Hong Kong Institute of Urban Design president Bernard Lim Wan-fung asked why the government, as the major shareholder in the MTRC, could not negotiate a better link with the Admiralty Centre.
'The developer does not want to sacrifice shop areas for the bridge of course but the current design is unsatisfactory,' he said.
Lim partly blamed the 'design-and-build' model adopted for the project for the reduced accessibility. He said the model, led by the contractor instead of the architect, was budget-oriented and unsuitable for large projects requiring flexible arrangements and updated technology.
'The contractor will only comply with the tender specifications.
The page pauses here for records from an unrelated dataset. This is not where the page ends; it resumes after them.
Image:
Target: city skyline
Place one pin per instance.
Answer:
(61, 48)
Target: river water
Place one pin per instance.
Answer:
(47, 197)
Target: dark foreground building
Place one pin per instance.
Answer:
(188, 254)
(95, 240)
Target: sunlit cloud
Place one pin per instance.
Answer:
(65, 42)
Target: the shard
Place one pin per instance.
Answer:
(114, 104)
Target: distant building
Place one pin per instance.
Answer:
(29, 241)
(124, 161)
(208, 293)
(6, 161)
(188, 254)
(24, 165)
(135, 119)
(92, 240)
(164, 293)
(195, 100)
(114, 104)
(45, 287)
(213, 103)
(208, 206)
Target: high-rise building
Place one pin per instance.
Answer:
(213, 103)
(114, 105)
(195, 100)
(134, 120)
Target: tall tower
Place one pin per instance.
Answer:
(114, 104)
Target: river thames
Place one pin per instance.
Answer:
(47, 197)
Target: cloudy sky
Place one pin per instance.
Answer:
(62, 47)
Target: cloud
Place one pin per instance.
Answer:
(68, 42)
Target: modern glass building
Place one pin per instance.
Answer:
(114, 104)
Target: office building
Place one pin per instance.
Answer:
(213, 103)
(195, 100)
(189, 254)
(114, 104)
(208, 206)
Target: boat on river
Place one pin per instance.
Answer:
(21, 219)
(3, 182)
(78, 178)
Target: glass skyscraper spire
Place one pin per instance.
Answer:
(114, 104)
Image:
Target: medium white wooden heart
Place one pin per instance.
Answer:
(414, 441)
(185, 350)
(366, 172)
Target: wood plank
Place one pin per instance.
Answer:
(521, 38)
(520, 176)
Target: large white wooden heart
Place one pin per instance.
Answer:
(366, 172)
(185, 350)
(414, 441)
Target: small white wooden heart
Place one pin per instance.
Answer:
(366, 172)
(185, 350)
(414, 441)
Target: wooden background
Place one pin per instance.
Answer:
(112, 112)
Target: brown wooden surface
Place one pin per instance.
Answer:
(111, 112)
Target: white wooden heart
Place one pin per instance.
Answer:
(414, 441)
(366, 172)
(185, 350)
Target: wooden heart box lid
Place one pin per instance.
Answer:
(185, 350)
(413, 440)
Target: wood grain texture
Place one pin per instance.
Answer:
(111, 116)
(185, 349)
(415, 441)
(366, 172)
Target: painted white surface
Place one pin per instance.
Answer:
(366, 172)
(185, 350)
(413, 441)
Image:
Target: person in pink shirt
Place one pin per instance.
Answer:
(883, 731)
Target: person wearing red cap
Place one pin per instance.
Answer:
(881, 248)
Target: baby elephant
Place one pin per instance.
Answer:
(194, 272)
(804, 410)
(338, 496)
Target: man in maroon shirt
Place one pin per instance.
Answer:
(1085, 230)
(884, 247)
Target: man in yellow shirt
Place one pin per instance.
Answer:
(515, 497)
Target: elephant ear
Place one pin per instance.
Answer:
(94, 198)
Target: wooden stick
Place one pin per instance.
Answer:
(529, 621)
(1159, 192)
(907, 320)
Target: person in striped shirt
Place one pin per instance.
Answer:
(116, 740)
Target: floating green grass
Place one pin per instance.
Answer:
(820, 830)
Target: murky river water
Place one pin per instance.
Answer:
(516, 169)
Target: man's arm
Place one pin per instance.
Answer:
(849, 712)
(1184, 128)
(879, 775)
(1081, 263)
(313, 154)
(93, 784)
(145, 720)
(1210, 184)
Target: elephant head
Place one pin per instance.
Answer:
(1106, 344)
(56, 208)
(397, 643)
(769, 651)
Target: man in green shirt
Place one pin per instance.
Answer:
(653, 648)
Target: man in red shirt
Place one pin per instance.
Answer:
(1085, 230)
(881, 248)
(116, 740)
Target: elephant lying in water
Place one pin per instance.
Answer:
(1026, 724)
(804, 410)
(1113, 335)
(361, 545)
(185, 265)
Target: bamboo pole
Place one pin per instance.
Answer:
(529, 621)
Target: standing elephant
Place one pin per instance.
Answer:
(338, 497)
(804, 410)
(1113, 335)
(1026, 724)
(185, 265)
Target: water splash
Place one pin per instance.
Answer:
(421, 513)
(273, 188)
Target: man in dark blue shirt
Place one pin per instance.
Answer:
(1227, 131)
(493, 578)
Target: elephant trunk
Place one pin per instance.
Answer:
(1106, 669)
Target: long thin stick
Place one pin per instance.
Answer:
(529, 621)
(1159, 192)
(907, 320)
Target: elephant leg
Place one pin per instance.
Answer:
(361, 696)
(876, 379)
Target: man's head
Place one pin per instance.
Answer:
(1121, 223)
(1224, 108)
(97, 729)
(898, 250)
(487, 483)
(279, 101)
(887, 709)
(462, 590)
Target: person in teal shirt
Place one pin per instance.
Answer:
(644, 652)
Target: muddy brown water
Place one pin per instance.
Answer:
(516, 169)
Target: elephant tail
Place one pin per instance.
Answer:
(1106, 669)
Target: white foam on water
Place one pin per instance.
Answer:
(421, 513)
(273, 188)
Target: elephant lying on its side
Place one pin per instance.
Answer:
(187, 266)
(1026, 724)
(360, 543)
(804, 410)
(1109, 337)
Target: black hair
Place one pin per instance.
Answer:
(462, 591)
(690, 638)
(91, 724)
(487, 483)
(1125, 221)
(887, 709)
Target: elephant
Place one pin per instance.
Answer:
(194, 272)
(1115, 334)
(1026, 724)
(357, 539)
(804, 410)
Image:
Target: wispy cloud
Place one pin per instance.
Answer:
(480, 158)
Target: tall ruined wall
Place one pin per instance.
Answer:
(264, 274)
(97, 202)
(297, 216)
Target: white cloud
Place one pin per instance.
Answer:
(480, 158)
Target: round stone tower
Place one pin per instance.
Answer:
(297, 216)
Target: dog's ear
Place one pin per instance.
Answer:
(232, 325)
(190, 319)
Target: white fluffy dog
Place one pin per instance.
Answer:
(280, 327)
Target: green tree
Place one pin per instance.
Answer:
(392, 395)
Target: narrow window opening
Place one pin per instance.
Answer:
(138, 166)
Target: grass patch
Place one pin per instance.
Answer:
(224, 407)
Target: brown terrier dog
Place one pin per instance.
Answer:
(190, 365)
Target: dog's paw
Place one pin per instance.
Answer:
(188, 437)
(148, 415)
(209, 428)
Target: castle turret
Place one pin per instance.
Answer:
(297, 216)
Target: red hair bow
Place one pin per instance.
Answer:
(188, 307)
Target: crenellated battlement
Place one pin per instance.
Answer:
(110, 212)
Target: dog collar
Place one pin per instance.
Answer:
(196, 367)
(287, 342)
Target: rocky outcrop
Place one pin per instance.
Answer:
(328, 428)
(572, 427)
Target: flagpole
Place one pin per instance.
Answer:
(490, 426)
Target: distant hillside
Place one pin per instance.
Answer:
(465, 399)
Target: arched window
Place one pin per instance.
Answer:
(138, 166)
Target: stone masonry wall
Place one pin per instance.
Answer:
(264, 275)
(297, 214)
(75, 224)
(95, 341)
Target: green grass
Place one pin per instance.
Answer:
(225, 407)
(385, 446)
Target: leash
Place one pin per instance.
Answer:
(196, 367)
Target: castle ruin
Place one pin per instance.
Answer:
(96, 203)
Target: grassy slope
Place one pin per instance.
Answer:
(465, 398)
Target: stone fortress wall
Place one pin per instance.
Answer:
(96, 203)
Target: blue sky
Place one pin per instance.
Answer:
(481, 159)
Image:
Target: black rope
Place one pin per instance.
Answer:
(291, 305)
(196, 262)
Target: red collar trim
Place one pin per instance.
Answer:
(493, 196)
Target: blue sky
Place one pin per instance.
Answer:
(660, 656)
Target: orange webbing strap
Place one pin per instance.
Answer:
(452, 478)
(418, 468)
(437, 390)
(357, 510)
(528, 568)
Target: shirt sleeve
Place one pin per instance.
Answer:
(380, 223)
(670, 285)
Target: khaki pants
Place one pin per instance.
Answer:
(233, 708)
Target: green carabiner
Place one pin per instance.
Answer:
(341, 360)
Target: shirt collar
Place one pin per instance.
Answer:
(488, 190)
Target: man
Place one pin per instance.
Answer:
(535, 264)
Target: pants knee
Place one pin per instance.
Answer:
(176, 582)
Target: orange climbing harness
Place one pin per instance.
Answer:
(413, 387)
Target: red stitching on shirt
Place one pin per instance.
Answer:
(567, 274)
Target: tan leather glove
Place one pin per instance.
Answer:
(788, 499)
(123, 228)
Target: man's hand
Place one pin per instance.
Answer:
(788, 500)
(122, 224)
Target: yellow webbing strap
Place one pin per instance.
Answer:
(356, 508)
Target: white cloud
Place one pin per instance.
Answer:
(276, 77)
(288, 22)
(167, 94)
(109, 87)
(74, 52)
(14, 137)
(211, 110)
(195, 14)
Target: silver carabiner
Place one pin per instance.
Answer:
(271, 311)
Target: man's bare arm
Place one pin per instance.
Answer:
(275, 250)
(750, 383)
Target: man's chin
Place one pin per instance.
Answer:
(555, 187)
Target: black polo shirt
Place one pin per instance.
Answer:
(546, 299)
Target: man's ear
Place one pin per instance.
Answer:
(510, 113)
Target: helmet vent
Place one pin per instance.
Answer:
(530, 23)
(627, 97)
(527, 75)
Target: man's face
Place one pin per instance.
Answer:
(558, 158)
It has no incentive to think about planning in a holistic way,' he said, adding the model allowed little monitoring by lawmakers as they were required to approve the budget in one go.
Pedestrian access is important for the site, cut off to the south by Harcourt Road and to the north by a bypass, another six-lane road, limiting access to cars and taxis.
While an MTR station will be built to the north of the site as part of the North Island Line, this will not happen until 2016 at the earliest.
Town Planning Board members expressed concern over the heavy reliance on one crossing over Harcourt Road when they approved a design four years ago. They said pedestrian flow for the walkway across the road would be substantial, urging the government to consider spreading the flow at the detailed design stage to avoid overloading the walkway.
But the Planning Department said building a subway connection would require partial closure of Harcourt Road and would delay the headquarters project.